I wanted some more intuition of normal operators defined as $\| \textsf{T}v \| = \| \textsf{T}^∗ v \|$. Here is a theorem from Linear Algebra Done Right :
Corollary 7.7 : Suppose $\textsf T \in \mathcal{L}(\textsf V)$ is normal. If $v\in \textsf V$ is an eigenvector of $\textsf T$ with eigenvalue $\lambda \in F$, then $v$ is also an eigenvector of $\textsf{T}^∗$ with eigenvalue $\overline{ \lambda }$.
The proof is the following :
Proof : Suppose $v\in \textsf V$ is an eigenvector of $\textsf T$ with eigenvalue $\lambda$. Thus $(\textsf{T}-\lambda \textsf{I})v=0$ because $\textsf T$ is normal, so is $\textsf{T}-\lambda \textsf{I}$.
By definition of normal operator we have : $$0=\| (\textsf{T}−\lambda \textsf{I})v \| = \| (\textsf{T}-\lambda \textsf{I})^∗ v \| = \| (\textsf{T}^∗ -\overline{λ} \textsf{I})v\|$$ and hence $v$ is an eigenvector of $\textsf{T}^∗$ with eigenvalue $\overline \lambda$, as desired.
The proof is ok to follow along but I want some intuition on this. Why does this special case happen to normal operators? What's the deal with them?
The author mentions right before this proof that $T$ being a normal operator is equivalent to $T$ and its adjoint, $T^*$, having the property $\forall v \in V, ||Tv|| = ||T^*v||$, as you posted as well. The statement about eigenvectors you posted should intuitively follow from that, plus some properties of adjoints. And the norm preserving property, follows from the definition of a normal operator; $T$ and $T^*$ commute.
To further clarify, intuitively, from the norm preserving property, if $v$ were an eigenvector of $T$ then $T^*$ must also map $v$ with eigenvalue $\nu$, to some $\lambda v, \lambda \in \mathbb{C}$. The only option is a $\lambda$ such that $|\lambda| = |\nu|$. By the properties of the adjoint operation, $\lambda$ and $\nu$ must be complex conjugates.

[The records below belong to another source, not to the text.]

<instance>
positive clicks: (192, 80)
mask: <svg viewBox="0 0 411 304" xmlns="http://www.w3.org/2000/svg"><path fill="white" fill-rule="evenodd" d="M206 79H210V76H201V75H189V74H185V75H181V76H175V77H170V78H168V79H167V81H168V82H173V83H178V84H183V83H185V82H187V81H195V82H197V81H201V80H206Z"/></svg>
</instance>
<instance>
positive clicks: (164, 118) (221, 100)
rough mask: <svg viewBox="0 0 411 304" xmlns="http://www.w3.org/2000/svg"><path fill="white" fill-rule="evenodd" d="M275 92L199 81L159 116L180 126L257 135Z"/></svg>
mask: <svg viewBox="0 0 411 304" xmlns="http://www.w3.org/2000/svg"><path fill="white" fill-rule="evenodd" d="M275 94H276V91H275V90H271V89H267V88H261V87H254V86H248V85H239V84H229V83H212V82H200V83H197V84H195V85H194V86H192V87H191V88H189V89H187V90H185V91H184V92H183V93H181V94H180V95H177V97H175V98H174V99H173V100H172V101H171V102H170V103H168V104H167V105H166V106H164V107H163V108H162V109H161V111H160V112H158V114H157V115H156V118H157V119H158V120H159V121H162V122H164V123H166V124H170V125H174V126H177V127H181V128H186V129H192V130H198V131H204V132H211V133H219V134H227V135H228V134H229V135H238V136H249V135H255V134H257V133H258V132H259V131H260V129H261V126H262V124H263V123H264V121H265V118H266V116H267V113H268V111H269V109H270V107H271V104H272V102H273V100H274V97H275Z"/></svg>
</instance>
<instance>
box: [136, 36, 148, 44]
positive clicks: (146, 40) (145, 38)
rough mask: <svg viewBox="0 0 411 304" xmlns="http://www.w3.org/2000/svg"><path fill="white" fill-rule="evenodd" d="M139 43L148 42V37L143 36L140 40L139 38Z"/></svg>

Edit : To clarify, in the statement that I mentioned about $T^*$ must map $v$ to some scalar multiple of $v$ doesn't directly follow from the norm preserving property for $T$, but comes from the fact that $T-\nu I$ is normal as well. This is stated in the proof in the book. This justifies why it can't be $T^*v = u, ||u|| = ||\nu v||$.